アウトドアやウォータースポーツの撮影で360度カメラを活用したい場合は、防水機能を備えた機種がおすすめ。本体の各部に施されたゴムシーリングによって水やホコリの侵入を防げるため、急な雨や水辺でも故障を気にせず撮影が続けられます。

そのほか、より深い水深にも対応できる専用の防水プロテクターが用意されたモデルもあるので、ダイビングなどで使用する場合は防水プロテクターの有無も確認してみてください。

価格をチェック

360度カメラを選ぶ際は価格も重要。
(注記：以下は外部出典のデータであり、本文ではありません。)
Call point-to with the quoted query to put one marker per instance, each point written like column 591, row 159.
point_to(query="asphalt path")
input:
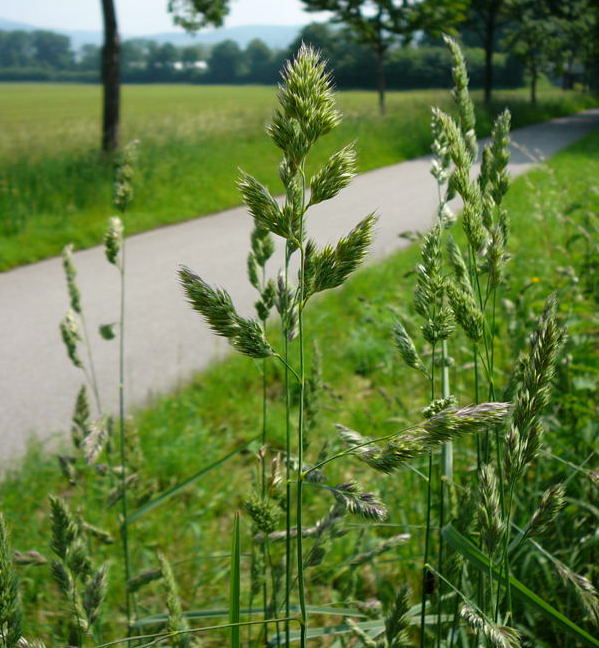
column 165, row 341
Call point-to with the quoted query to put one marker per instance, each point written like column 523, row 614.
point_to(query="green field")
column 55, row 187
column 366, row 384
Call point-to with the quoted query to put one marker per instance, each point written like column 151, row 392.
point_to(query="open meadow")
column 197, row 456
column 55, row 188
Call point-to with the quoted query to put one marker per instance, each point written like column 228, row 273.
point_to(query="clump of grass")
column 471, row 499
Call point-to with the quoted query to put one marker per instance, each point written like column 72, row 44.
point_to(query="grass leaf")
column 478, row 559
column 163, row 497
column 235, row 585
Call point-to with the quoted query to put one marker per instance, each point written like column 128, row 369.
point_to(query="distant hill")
column 275, row 36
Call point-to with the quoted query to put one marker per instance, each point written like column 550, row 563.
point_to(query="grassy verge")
column 365, row 386
column 55, row 188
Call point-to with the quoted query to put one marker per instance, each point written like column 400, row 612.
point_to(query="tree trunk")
column 380, row 79
column 533, row 85
column 489, row 43
column 110, row 78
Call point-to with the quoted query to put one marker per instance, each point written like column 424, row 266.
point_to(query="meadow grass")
column 365, row 386
column 55, row 188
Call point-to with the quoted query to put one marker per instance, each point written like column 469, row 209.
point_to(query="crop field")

2万円程度で手軽に購入できるモノから60万円を超えるプロクリエイター向けのモノまで、さまざまな価格帯の機種が発売されています。通常のデジタルカメラと同じように、360度カメラも高画質になるほど、また、高機能になるほど価格も比例して高騰していくのがポイントです。

ただし、高画質な機種は撮影後のステッチ合成でハイスペックなPCが必要になるのが難点。また、基本的な機能しか使わない場合、必要以上に高機能なモノは持て余してしまいます。そのため、必要な画質や機能が搭載されていて、かつ、価格が予算内で収まる機種を選ぶのがおすすめです。

360度カメラのおすすめメーカー

リコー(RICOH)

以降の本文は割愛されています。